Il but une gorgée de sa bière, désormais tiède, pour tenter de faire passer la boule qui enflait dans sa gorge.
- Ma femme est sortie, seule, toute vêtue de noir. Mon sang s’est figé dans mes veines et mon cœur s’est presque arrêté. Je suis resté immobile, tenant la bride de mon cheval, incapable de faire un seul pas vers elle. Comme si, en évitant de bouger, je pouvais empêcher la terrible nouvelle d’exister.

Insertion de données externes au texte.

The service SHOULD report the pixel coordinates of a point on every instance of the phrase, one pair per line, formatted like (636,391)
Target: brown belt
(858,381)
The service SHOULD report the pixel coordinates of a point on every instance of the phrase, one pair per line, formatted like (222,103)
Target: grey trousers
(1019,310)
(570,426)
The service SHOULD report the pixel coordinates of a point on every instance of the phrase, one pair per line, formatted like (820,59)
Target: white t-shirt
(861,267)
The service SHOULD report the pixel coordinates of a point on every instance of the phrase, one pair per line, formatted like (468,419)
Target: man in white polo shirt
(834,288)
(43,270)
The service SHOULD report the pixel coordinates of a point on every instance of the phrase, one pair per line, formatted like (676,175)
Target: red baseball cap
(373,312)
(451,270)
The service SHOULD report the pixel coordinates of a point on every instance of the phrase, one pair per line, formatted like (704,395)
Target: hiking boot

Sa voix s’étrangla et il essuya les larmes qui commençaient à lui brouiller la vue.
- Elle m’a annoncé que… que l’une de nos filles était morte. Ma petite Hazel…écrasée par une meule, la veille… Sous les yeux de sa jumelle…
Seongveï cacha son visage dans ses mains, submergé par une douleur insoutenable, revivant la scène.
Il ne souhaitait sans doute pas se livrer autant à ces inconnus, mais l’alcool aidant, il s’était laissé emporter.
Le plus jeune pêcheur, assis à côté de lui, dans un geste compatissant, lui pressa l’épaule. L’autre appela un garçon d’auberge pour commander une bouteille d’eau-de-vie. Le reste de la soirée serait passé à oublier.